Intruders from China hacked into computers and stole the blueprints for America's new joint strike fighter planes, the F-35 and F-22, according to the chairman of the House Homeland Security Subcommittee on Oversight, Investigations and Management.

It is one thing when our adversaries steal our technology. It is quite another when we allow them to just buy it.

It is even worse when it is subsidized by American taxpayers to generate jobs for American workers.

Taxpayers are not amused when the technology they paid for benefits other countries that may not have the best interests of the United States at heart.

Technology experts are raising concerns about nearly $8 million in military contracts the company received, including a Navy contract for research and development related to unmanned aerial vehicles.

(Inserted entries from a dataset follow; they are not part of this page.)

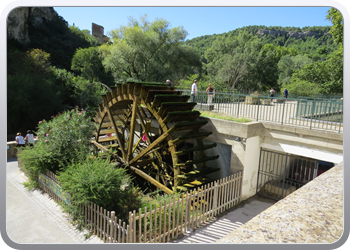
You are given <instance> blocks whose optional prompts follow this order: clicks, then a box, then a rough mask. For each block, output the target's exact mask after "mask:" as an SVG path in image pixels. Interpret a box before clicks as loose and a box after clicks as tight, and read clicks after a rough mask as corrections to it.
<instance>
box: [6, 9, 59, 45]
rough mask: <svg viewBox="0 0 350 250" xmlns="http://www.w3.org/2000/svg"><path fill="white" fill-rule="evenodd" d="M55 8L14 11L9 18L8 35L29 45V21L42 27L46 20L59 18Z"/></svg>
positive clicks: (19, 41)
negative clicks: (55, 10) (42, 22)
mask: <svg viewBox="0 0 350 250" xmlns="http://www.w3.org/2000/svg"><path fill="white" fill-rule="evenodd" d="M57 16H58V14H57V12H56V11H55V10H54V9H53V7H19V8H15V9H13V10H12V11H11V12H10V13H9V15H8V17H7V35H8V37H9V38H13V39H15V40H17V41H19V42H20V43H29V42H30V40H29V35H28V21H29V19H31V21H32V23H33V25H40V24H41V23H42V22H43V21H44V19H46V20H53V19H54V18H55V17H57Z"/></svg>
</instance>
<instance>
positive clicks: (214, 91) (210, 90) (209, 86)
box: [166, 80, 288, 105]
mask: <svg viewBox="0 0 350 250" xmlns="http://www.w3.org/2000/svg"><path fill="white" fill-rule="evenodd" d="M166 82H167V84H168V85H169V86H171V83H170V81H169V80H166ZM206 92H207V93H208V104H209V105H211V104H212V102H213V96H215V90H214V88H213V85H212V84H211V83H209V87H208V88H207V90H206ZM196 95H197V80H194V82H193V84H192V87H191V96H192V102H196ZM283 95H284V98H286V99H287V97H288V90H287V88H284V91H283ZM274 96H275V90H274V89H273V88H271V90H270V97H274Z"/></svg>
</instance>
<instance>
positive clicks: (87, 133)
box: [19, 108, 96, 177]
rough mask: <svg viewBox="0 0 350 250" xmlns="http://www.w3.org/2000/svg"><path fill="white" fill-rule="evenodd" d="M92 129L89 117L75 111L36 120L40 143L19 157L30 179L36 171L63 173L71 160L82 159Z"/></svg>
mask: <svg viewBox="0 0 350 250" xmlns="http://www.w3.org/2000/svg"><path fill="white" fill-rule="evenodd" d="M95 129H96V128H95V125H94V123H92V122H91V118H89V117H88V116H87V115H86V112H85V111H79V110H78V108H75V109H72V110H71V111H66V112H64V113H62V114H59V115H57V116H55V117H54V116H52V119H51V120H49V121H46V120H42V121H39V123H38V130H37V132H36V135H37V136H38V137H39V140H38V141H37V142H36V143H35V146H34V147H33V148H30V147H28V148H25V149H24V150H22V152H21V153H20V157H19V158H20V160H21V161H22V162H23V165H24V166H25V169H27V170H28V171H29V172H31V173H32V174H31V175H32V176H33V177H35V176H36V174H37V171H41V172H45V171H46V170H49V171H51V172H53V173H56V172H58V171H62V170H64V169H65V168H66V167H67V166H68V165H69V164H71V163H72V162H74V161H79V162H83V161H84V160H85V158H86V156H87V154H88V153H89V146H88V142H89V141H90V138H91V136H92V133H93V131H95Z"/></svg>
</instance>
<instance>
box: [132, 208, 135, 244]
mask: <svg viewBox="0 0 350 250" xmlns="http://www.w3.org/2000/svg"><path fill="white" fill-rule="evenodd" d="M132 217H133V222H134V224H133V226H132V230H133V234H132V236H133V239H132V242H133V243H136V218H135V217H136V211H135V210H134V212H133V213H132Z"/></svg>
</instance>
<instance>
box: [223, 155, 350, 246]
mask: <svg viewBox="0 0 350 250" xmlns="http://www.w3.org/2000/svg"><path fill="white" fill-rule="evenodd" d="M343 192H344V188H343V163H342V162H341V163H340V164H338V165H337V166H335V167H333V168H332V169H330V170H328V171H327V172H325V173H323V174H321V175H320V176H318V177H317V178H316V179H314V180H313V181H311V182H309V183H307V184H306V185H304V186H302V187H301V188H299V189H298V190H296V191H295V192H293V193H291V194H290V195H288V196H287V197H286V198H284V199H282V200H280V201H279V202H277V203H275V204H274V205H273V206H271V207H269V208H268V209H266V210H265V211H263V212H262V213H260V214H259V215H257V216H256V217H254V218H253V219H251V220H250V221H248V222H247V223H246V224H244V225H243V226H241V227H240V228H238V229H236V230H233V231H232V232H231V233H229V234H228V235H226V236H225V237H223V238H222V239H220V240H218V241H217V242H216V243H225V244H227V243H333V242H336V241H337V240H338V239H340V237H341V236H342V234H343V230H344V224H343V222H344V204H343V198H344V197H343Z"/></svg>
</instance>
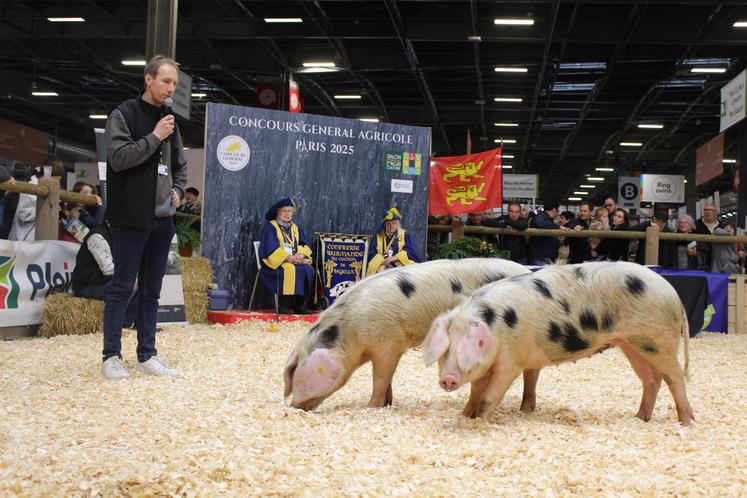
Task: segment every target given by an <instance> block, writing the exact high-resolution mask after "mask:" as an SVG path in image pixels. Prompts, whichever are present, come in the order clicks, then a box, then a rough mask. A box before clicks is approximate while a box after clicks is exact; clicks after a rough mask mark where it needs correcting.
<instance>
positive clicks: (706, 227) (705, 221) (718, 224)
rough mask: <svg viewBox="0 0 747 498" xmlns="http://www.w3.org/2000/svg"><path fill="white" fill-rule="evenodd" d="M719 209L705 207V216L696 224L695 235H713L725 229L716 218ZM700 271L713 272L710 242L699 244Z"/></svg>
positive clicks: (710, 207)
mask: <svg viewBox="0 0 747 498" xmlns="http://www.w3.org/2000/svg"><path fill="white" fill-rule="evenodd" d="M716 213H718V209H717V208H716V205H715V204H706V205H704V206H703V216H702V217H701V218H698V220H697V221H696V222H695V233H699V234H703V235H711V234H712V233H713V231H714V230H715V229H717V228H723V225H721V222H720V221H718V218H716ZM697 248H698V270H703V271H711V252H712V251H711V249H712V248H713V244H712V243H710V242H698V246H697Z"/></svg>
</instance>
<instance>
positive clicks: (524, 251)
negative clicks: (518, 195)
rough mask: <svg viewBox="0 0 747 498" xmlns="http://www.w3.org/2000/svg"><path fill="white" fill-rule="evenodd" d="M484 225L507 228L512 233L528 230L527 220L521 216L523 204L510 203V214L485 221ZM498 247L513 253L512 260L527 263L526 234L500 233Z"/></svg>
mask: <svg viewBox="0 0 747 498" xmlns="http://www.w3.org/2000/svg"><path fill="white" fill-rule="evenodd" d="M483 226H486V227H494V228H506V229H507V231H509V232H511V234H514V233H517V234H518V233H519V232H520V231H522V230H526V229H527V226H528V223H527V220H525V219H524V218H522V217H521V204H519V203H518V202H509V203H508V214H504V215H502V216H500V217H499V218H497V219H488V220H485V221H483ZM498 247H499V248H501V249H502V250H504V251H508V252H510V253H511V261H515V262H517V263H519V264H522V265H525V264H527V244H526V240H525V238H524V235H523V234H521V235H508V234H505V233H503V234H500V235H498Z"/></svg>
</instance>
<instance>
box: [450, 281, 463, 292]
mask: <svg viewBox="0 0 747 498" xmlns="http://www.w3.org/2000/svg"><path fill="white" fill-rule="evenodd" d="M451 292H453V293H454V294H461V293H462V283H461V282H460V281H459V280H453V279H452V280H451Z"/></svg>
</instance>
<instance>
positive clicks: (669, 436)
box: [0, 322, 747, 497]
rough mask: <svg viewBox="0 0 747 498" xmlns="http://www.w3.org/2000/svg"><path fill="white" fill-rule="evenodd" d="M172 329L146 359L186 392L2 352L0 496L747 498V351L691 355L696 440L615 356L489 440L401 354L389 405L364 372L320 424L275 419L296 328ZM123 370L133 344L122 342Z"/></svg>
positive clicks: (297, 415) (349, 382) (715, 335)
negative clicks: (371, 496)
mask: <svg viewBox="0 0 747 498" xmlns="http://www.w3.org/2000/svg"><path fill="white" fill-rule="evenodd" d="M279 328H280V330H279V331H278V332H277V333H271V332H268V328H267V324H265V323H263V322H244V323H242V324H240V325H235V326H220V325H214V326H207V325H190V326H169V327H166V329H165V330H164V332H161V333H159V334H158V350H159V355H163V356H165V357H166V358H167V359H168V361H169V362H170V363H171V364H173V365H174V366H175V367H176V368H179V369H181V370H182V371H183V372H184V375H183V376H182V377H180V378H151V377H144V376H140V375H136V374H133V376H132V377H131V378H130V379H128V380H125V381H120V382H109V381H105V380H104V379H102V378H101V376H100V373H99V368H100V357H99V353H100V350H101V345H100V337H96V336H59V337H53V338H51V339H48V340H41V339H31V340H23V341H9V342H2V343H0V365H2V370H3V389H1V390H0V448H1V451H0V496H8V495H10V496H16V495H18V496H164V495H172V496H173V495H180V496H278V495H279V496H340V495H345V496H408V497H409V496H512V497H513V496H542V497H545V496H546V497H554V496H594V497H597V496H629V497H637V496H698V497H700V496H740V495H744V492H745V489H747V470H745V461H746V460H747V403H744V398H745V396H746V395H747V376H746V375H745V372H747V336H746V335H731V336H727V335H721V334H712V335H706V336H705V337H704V338H701V339H697V340H693V341H691V342H690V346H691V373H692V378H691V380H690V382H689V384H688V394H689V397H690V401H691V404H692V406H693V408H694V409H695V416H696V419H697V420H696V422H695V423H694V425H693V427H690V428H683V427H681V426H680V425H679V424H678V423H677V420H676V416H675V412H674V403H673V402H672V398H671V396H670V394H669V392H668V390H667V388H666V386H663V387H662V389H661V391H660V393H659V398H658V402H657V404H656V408H655V410H654V415H653V418H652V420H651V421H650V422H648V423H644V422H642V421H640V420H638V419H636V418H635V417H634V416H633V415H634V414H635V412H636V411H637V409H638V403H639V401H640V382H639V381H638V379H637V377H636V376H635V374H634V373H633V371H632V369H631V368H630V366H629V365H628V364H627V361H626V360H625V358H624V357H623V355H622V354H621V353H620V352H619V351H615V350H611V351H607V352H605V353H604V354H599V355H595V356H594V357H592V358H590V359H587V360H582V361H579V362H577V363H575V364H564V365H561V366H559V367H554V368H547V369H545V370H543V371H542V374H541V376H540V381H539V385H538V406H537V410H536V411H535V412H534V413H533V414H531V415H525V414H522V413H520V412H519V411H518V407H519V404H520V402H521V382H520V381H517V382H516V384H515V385H514V386H512V388H511V389H510V390H509V392H508V394H507V396H506V399H505V400H504V401H503V403H502V404H501V406H500V407H499V409H498V410H497V413H496V414H495V417H494V418H493V420H492V421H491V422H484V421H481V420H479V419H478V420H469V419H465V418H464V417H462V416H461V415H460V414H459V412H460V411H461V409H462V407H463V405H464V403H465V401H466V398H467V391H466V390H465V389H462V390H460V391H457V392H456V393H447V392H444V391H442V390H441V389H440V388H439V387H438V385H437V375H436V368H435V367H431V368H428V369H426V368H425V367H423V365H422V362H421V360H420V357H419V353H418V352H416V351H411V352H409V353H407V354H406V355H405V356H404V357H403V358H402V361H401V362H400V365H399V368H398V371H397V374H396V376H395V378H394V383H393V391H394V405H393V406H392V407H389V408H384V409H369V408H366V403H367V401H368V398H369V396H370V392H371V369H370V366H364V367H363V368H361V369H360V370H359V371H358V372H356V373H355V374H354V375H353V376H352V378H351V380H350V382H348V384H347V385H346V386H345V387H343V388H342V389H341V390H340V391H338V392H337V393H335V394H334V395H333V396H332V397H330V398H329V399H327V400H326V401H325V402H324V403H323V404H322V405H321V406H320V407H319V408H318V409H317V411H315V412H311V413H307V412H303V411H299V410H295V409H293V408H291V407H289V406H288V403H287V401H284V400H283V397H282V371H283V367H284V364H285V361H286V359H287V356H288V354H289V353H290V351H291V348H292V346H293V345H294V344H295V342H296V341H297V340H298V338H299V337H300V336H301V335H302V334H305V333H306V332H307V331H308V325H301V324H297V323H293V324H289V323H283V322H281V323H280V324H279ZM123 354H124V359H125V365H126V366H127V367H129V368H132V367H133V366H134V362H135V360H134V356H135V333H134V332H133V331H126V332H125V334H124V337H123Z"/></svg>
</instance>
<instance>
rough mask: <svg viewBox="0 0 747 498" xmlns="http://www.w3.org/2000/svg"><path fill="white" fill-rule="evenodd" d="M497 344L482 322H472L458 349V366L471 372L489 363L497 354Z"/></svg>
mask: <svg viewBox="0 0 747 498" xmlns="http://www.w3.org/2000/svg"><path fill="white" fill-rule="evenodd" d="M495 348H496V342H495V339H494V338H493V336H492V334H491V333H490V329H488V326H487V325H486V324H485V322H483V321H481V320H472V321H471V322H470V323H469V329H468V330H467V333H466V334H465V335H464V337H463V338H462V341H461V342H460V343H459V347H458V348H457V365H459V369H460V370H462V371H463V372H469V371H470V370H472V368H474V367H475V365H478V364H481V363H487V362H489V361H490V360H491V359H492V357H493V356H494V354H495Z"/></svg>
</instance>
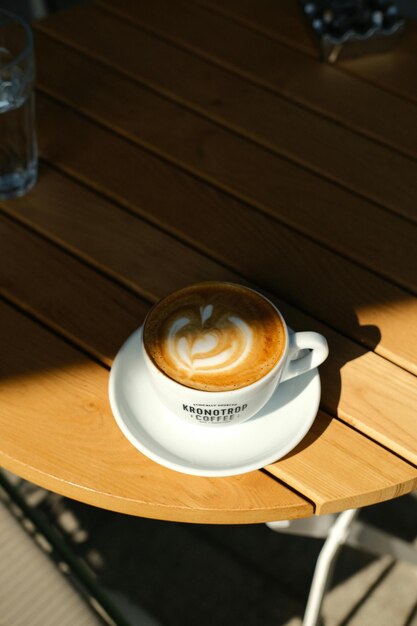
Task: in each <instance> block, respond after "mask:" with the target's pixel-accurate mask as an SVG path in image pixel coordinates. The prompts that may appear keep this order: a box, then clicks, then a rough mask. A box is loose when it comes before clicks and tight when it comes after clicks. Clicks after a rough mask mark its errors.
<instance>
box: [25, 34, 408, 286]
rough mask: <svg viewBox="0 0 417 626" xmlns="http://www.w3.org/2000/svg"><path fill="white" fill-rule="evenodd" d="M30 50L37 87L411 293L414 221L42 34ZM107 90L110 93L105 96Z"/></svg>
mask: <svg viewBox="0 0 417 626" xmlns="http://www.w3.org/2000/svg"><path fill="white" fill-rule="evenodd" d="M36 52H37V59H38V65H39V70H38V84H39V85H40V87H41V88H42V90H43V91H46V92H47V93H48V94H51V95H53V96H54V97H56V98H59V99H60V100H61V101H63V102H65V103H67V104H68V105H70V106H71V107H73V108H76V109H78V110H80V111H82V112H83V113H85V114H86V115H89V116H90V117H92V119H97V120H98V121H100V123H102V124H105V125H106V126H108V127H110V128H112V129H113V130H115V131H117V132H118V133H121V134H123V135H125V136H126V137H128V138H130V139H132V140H133V141H136V142H138V143H139V144H140V145H143V146H145V147H149V148H150V149H152V150H153V151H155V152H156V153H157V154H158V153H159V154H162V155H163V156H164V157H165V158H168V159H170V160H172V162H173V163H179V164H180V165H181V166H182V167H184V168H187V169H188V170H189V171H191V172H196V173H197V174H198V175H199V176H201V177H203V178H204V179H205V180H207V181H209V182H210V181H213V182H214V183H215V184H216V185H220V186H221V187H222V188H224V189H226V190H228V191H230V192H231V193H233V194H234V195H236V196H238V197H240V198H241V199H243V200H247V201H249V202H250V203H251V204H253V205H254V206H256V207H259V208H260V209H261V210H262V211H265V212H267V213H268V214H271V215H272V216H274V217H276V218H277V219H279V220H280V221H283V222H285V223H287V224H288V225H290V226H292V227H294V228H295V229H297V230H299V231H301V232H304V233H305V234H307V235H308V236H309V237H313V238H314V240H315V241H318V242H320V243H324V244H325V245H326V246H327V247H330V248H331V249H335V250H336V251H338V252H341V253H342V254H343V255H344V256H346V257H348V258H350V259H353V260H356V261H358V262H359V263H360V264H362V265H364V266H365V267H367V268H368V269H371V270H372V271H373V272H376V273H380V274H381V273H382V275H383V276H385V277H388V278H389V279H391V280H392V281H393V282H395V283H396V284H398V285H400V286H403V287H405V288H407V289H409V290H411V291H413V292H414V293H417V275H416V272H415V270H414V264H415V263H414V262H415V260H416V245H415V242H416V240H417V226H414V225H411V224H410V223H408V222H406V221H404V220H403V219H401V218H399V217H397V216H395V215H392V214H390V213H388V212H386V211H384V210H382V209H380V208H379V207H377V206H375V205H374V204H371V203H369V202H366V201H364V200H362V199H360V198H358V197H357V196H353V195H351V194H349V193H347V192H346V191H344V190H343V189H341V188H340V187H337V186H334V185H331V184H329V183H327V182H326V181H323V180H322V179H320V178H317V177H315V176H312V175H311V174H309V173H308V172H306V171H305V170H304V169H300V168H298V167H297V166H294V165H292V164H290V163H288V162H287V161H285V160H282V159H280V158H278V157H277V156H276V155H274V154H272V153H271V152H270V151H267V150H265V149H263V148H259V147H257V146H256V145H254V144H253V143H252V142H248V141H246V140H244V139H242V138H240V137H238V136H236V134H235V133H232V132H229V131H227V130H224V129H222V128H220V127H219V126H218V125H216V124H214V123H212V122H209V121H207V120H205V119H203V118H202V117H201V116H200V115H196V114H194V113H192V112H190V111H189V110H186V109H184V108H183V107H181V106H180V105H177V104H175V103H173V102H171V101H168V100H167V99H165V98H163V97H160V96H158V95H156V94H155V93H153V92H151V91H150V90H148V89H146V88H143V87H142V86H140V85H139V84H137V83H135V82H132V81H131V80H129V79H127V78H126V77H124V76H122V75H121V74H120V73H118V72H116V71H115V70H113V69H111V68H110V67H107V66H103V65H102V64H98V63H97V62H95V61H93V60H92V59H89V58H86V57H85V56H84V55H80V54H79V53H78V52H76V51H74V50H72V49H70V48H67V47H64V46H62V45H61V44H59V43H58V42H56V41H54V40H52V39H51V38H49V37H46V36H45V35H43V34H42V33H37V36H36ZM63 66H64V67H65V73H64V72H62V71H61V68H62V67H63ZM86 84H88V85H89V91H88V98H87V97H85V98H83V99H82V100H80V98H79V95H78V94H79V93H80V91H82V90H83V88H84V85H86ZM114 92H117V94H118V97H117V98H114V97H113V96H112V94H113V93H114ZM132 103H134V106H132ZM416 121H417V120H416ZM416 127H417V125H416ZM179 136H181V141H178V137H179ZM277 172H280V176H279V177H277ZM282 179H284V180H289V181H292V182H293V181H295V180H298V186H299V187H301V188H304V189H305V191H306V195H311V196H312V198H313V199H312V200H309V201H308V202H305V201H298V202H297V199H298V198H299V194H297V197H296V198H294V195H295V194H294V191H292V192H291V191H290V192H289V193H288V192H287V189H285V190H283V189H282ZM260 180H261V181H262V184H261V185H260V184H259V181H260ZM291 196H292V197H291ZM319 198H320V200H319ZM312 204H314V210H312V208H313V207H312ZM336 206H337V210H335V207H336ZM352 222H354V224H355V227H354V228H352V227H351V225H352ZM399 241H401V254H398V242H399Z"/></svg>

In 2006, according to filings, Ener1 also was awarded a $1 million Department of Defense contract for so-called asset tracking, a technology used to track people carrying battery-powered devices.

"We need to make sure the federal government isn't an unwitting accomplice to the theft of our own national secrets by providing them with multimillion-dollar government grants," says Rep. Cliff Stearns, R-Fla., chairman of a House oversight subcommittee.

The panel has held hearings on the issue and is seeking internal documents from the White House, the Energy Department, Ener1 and its EnerDel battery unit.

In a recent open-microphone moment, President Obama told outgoing President Dmitry Medvedev that Obama's reelection would give him more "flexibility" to give the Russians what they want.

There's one way to stop that — for voters to just say "nyet" in November.